Jo Ritzen, President of the Executive Board, would like to become a member of the European Parliament. He said this in an interview with the newspaper Trouw this weekend, in which he looked backed on his career. Having been asked what he was going to do when his contract with the UM expires (beginning of 2011), he answered: “I have always felt that being a member of parliament was not my cup of tea, but I have to say that I think differently about that now. I have matured enough, I think. That is why I would like to nominate myself for the European Parliament."
This is what he would prefer, he stated to Observant, to being a member of the Dutch Lower House, because Europe “is the future, also for the Netherlands,” and also because he has more affinity with Europe than with a national approach to problems. He wants to focus on education, (including “better accessibility and room for excellence”), health care (“opening the border regions for cross-border care”) and innovation.
The problem is, however, that the next European elections will be held in 2014, so it will not be a quick transfer. Ritzen himself has said before that he would not mind being Executive Board President for a little longer. He now says that he certainly would not aspire to a full third term (of four years): “I will have to decide what to do in the coming weeks and months.”

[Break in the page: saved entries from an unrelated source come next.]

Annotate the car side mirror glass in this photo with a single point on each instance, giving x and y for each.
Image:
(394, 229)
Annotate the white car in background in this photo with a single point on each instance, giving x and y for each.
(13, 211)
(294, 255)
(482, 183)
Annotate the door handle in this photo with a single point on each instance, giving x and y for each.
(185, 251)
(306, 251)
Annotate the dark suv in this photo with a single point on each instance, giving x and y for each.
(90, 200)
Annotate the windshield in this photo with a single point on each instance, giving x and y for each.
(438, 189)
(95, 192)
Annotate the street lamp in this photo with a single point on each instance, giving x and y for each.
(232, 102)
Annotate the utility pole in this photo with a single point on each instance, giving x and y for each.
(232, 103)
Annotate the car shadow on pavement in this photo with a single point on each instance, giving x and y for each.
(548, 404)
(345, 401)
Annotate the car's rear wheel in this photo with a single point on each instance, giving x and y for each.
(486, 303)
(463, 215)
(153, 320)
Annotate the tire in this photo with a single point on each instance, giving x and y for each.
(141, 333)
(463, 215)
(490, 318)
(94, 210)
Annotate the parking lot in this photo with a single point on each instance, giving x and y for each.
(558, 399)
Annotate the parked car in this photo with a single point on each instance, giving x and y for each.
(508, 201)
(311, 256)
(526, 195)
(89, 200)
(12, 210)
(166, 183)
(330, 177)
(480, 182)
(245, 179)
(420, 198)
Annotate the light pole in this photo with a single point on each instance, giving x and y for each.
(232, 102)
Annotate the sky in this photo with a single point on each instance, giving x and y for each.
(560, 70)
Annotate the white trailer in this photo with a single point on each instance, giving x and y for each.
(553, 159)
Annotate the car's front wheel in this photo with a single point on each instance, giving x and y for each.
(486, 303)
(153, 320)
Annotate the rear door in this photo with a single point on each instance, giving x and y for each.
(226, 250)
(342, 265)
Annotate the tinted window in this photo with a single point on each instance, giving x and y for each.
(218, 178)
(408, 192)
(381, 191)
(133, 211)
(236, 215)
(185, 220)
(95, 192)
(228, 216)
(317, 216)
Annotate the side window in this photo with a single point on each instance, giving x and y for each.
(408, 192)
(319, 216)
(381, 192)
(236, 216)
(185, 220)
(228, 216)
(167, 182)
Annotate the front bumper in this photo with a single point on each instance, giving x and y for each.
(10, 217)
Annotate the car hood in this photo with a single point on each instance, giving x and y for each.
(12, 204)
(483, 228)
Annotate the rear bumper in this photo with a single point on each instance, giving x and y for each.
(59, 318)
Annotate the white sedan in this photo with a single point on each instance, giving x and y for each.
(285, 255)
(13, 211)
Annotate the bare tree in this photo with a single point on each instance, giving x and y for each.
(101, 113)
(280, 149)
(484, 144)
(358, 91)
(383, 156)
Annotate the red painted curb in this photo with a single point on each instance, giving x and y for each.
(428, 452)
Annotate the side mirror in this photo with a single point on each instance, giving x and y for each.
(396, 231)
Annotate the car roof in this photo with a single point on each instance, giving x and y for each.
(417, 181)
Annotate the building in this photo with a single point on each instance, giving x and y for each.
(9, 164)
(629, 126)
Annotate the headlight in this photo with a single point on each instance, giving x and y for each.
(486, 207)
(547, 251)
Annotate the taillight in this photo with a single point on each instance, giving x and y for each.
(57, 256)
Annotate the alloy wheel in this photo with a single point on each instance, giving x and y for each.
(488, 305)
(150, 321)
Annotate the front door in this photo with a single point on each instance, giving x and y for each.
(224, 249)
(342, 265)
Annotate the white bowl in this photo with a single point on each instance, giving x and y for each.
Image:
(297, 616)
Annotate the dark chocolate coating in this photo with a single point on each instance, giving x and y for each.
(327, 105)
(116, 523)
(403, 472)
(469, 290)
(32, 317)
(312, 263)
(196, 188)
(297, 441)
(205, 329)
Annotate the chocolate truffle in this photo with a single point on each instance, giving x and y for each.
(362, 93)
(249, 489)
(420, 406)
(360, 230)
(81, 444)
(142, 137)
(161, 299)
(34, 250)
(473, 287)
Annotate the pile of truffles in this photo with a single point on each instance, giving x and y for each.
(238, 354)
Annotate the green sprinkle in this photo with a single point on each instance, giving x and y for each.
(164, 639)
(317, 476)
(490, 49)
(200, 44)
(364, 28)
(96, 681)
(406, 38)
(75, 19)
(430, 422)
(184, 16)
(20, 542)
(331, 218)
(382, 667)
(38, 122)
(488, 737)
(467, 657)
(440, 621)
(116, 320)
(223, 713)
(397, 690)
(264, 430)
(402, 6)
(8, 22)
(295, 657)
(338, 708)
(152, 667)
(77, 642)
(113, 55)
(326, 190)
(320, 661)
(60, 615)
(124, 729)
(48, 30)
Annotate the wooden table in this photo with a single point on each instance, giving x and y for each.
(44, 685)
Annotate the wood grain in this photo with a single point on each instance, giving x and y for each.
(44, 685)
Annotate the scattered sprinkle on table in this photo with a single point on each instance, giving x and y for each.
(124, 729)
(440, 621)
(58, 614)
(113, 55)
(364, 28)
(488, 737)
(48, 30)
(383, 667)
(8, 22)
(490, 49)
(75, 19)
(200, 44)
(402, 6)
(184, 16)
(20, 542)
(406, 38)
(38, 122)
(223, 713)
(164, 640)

Cautious criticism was heard in the university council the last few months about the possible extension of Ritzen’s mandate as UM President. However, the topic has not been the subject of a debate. Chairman of the supervisory board, Ad Veenhof, also gave his opinion on the matter (even though it was in general terms). He said in this paper that the new president should suit the profile for the position that will be drawn up as soon as the strategic plan for the UM has been finalised, this summer. Veenhof will test that plan against three criteria, two of which focus on consolidation and ‘deepening’ and the third on ‘new projects’. The supervisors will have to assess to what degree Ritzen, who is known for his dynamic character and his inexhaustible reservoir of new plans, fits into what is largely a consolidating strategy.